39. It is not disputed by the appellant that the daughter born to her through the respondent is now presently staying with the respondent in London and prosecuting her studies there at London. The fact of the appellant receiving an amount of Rs.3,31,500- from time to time under various receipts from 28-5-1996 to 3-2-1997 pursuant to the interim direction of this Court in CMP No. 13091 of 1996 has also not been denied by her.
40. In order to grant permanent alimony to a divorced wife, the factors such as status of the parties, their sources of income, and properties, if any, held by them, their employment etc., are to be taken into consideration. The admitted fact is that the appellant is a practicing qualified post-graduate doctor in Gynaecology and as such she is capable of earning substantial income through her profession. Whereas the respondent who is also a doctor by profession settled down in London, has to maintain his first daughter born through the appellant, his second wife and a son born through his second wife. The respondent has indicated his monthly income in his counter as stated supra. Further information relating to the facts and figures of the monthly income of the respondent has also been placed before us during the course of hearing of the appeals.
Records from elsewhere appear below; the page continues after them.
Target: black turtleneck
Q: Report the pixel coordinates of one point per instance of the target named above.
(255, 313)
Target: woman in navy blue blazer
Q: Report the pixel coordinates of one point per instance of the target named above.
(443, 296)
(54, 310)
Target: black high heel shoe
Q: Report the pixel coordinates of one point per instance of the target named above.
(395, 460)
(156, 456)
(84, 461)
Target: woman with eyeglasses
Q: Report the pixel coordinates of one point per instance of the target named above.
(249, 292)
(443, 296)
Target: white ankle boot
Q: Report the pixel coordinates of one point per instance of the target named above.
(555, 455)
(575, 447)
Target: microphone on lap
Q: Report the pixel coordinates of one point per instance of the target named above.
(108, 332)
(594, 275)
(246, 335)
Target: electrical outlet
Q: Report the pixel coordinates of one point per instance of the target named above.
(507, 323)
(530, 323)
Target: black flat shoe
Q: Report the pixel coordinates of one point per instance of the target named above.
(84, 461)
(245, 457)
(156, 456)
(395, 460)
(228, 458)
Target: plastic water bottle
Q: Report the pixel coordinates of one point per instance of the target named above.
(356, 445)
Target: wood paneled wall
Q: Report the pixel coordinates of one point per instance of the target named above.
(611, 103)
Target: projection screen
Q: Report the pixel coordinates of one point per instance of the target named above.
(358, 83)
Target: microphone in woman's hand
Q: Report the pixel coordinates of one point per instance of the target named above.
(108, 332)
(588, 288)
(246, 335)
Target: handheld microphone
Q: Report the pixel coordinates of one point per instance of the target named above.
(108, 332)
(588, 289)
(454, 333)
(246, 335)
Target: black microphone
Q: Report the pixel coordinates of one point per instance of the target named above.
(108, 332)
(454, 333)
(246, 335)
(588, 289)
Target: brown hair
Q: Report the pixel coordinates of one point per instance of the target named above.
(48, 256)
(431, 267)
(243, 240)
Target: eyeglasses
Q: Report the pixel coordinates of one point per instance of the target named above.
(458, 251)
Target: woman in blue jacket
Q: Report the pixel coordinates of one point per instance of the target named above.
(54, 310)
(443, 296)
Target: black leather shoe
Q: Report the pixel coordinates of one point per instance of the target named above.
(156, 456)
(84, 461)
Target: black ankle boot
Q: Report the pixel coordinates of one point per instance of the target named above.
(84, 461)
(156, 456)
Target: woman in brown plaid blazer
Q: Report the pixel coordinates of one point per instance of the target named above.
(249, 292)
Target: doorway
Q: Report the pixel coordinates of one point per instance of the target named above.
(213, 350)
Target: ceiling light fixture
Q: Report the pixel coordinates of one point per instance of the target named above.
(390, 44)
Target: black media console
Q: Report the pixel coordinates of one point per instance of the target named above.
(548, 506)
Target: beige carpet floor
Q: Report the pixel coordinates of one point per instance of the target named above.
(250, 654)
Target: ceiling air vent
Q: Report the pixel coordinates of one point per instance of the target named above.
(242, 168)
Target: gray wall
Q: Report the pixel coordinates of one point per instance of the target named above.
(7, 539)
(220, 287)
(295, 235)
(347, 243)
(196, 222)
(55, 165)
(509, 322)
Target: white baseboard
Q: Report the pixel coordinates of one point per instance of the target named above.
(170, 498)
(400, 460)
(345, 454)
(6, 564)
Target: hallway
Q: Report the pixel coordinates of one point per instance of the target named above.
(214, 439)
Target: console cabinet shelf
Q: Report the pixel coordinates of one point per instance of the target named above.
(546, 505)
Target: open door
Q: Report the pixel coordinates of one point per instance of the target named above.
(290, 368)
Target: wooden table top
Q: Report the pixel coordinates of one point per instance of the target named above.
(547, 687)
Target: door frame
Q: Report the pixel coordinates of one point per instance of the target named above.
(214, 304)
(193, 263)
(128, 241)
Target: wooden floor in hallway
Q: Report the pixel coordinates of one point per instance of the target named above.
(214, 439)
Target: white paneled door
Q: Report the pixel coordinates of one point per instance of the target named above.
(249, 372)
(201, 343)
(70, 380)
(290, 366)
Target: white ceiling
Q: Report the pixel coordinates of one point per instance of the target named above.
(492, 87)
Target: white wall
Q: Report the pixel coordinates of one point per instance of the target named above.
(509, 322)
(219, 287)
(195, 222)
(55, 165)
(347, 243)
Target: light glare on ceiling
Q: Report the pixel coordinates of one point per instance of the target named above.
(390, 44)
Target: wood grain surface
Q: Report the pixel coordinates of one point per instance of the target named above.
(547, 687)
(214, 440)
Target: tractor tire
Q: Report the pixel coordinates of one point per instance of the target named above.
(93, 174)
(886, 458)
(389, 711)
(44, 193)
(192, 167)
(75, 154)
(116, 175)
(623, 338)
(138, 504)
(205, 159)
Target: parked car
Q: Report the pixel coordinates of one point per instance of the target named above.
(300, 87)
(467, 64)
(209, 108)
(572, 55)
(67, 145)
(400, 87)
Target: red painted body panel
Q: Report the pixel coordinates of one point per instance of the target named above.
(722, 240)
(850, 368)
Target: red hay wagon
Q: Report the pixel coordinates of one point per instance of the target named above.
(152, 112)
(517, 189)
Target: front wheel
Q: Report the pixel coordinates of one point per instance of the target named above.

41. Taking all these factors into consideration, we are of the view, instead of directing the respondent to pay monthly maintenance to the appellant, the respondent could be directed to pay a lumpsum amount towards permanent alimony to the appellant, which in our opinion, could be just and reasonable for her maintenance. Though there are claims and counter claims by the appellant and the respondent on the quantum of alimony to be awarded to the appellant, we are of the view, an amount of Rs.5.00 lakhs (five lakhs only) could be awarded as permanent alimony to the appellant. While determining the above amount of permanent alimony, we have also taken into consideration the amount of Rs.3,31,500/- already paid by the respondent to the appellant during the pendency of these appeals as directed by this Court in CMP No.13091 of 1996. We direct the respondent pay an amount of Rs.5.00 lakhs to the appellant through demand draft drawn in her favour within a period of three months from the date of this order. Pending payment of the permanent alimony of Rs.5.00 lakhs by the respondent, the respondent shall pay maintenance at the rale of Rs.5.000/- to the appellant per month which shall be paid on or before 5th of every monthly from the month of January, 2000 onwards. The respondent shall also pay an amount of Rs.5,000/- to the appellant towards her legal expenses which shall also be paid by him within a period of three months from today, apart from the above amounts.
42. For the above reasons, we also dismiss the cross-objections in CMA No.1082of 1996.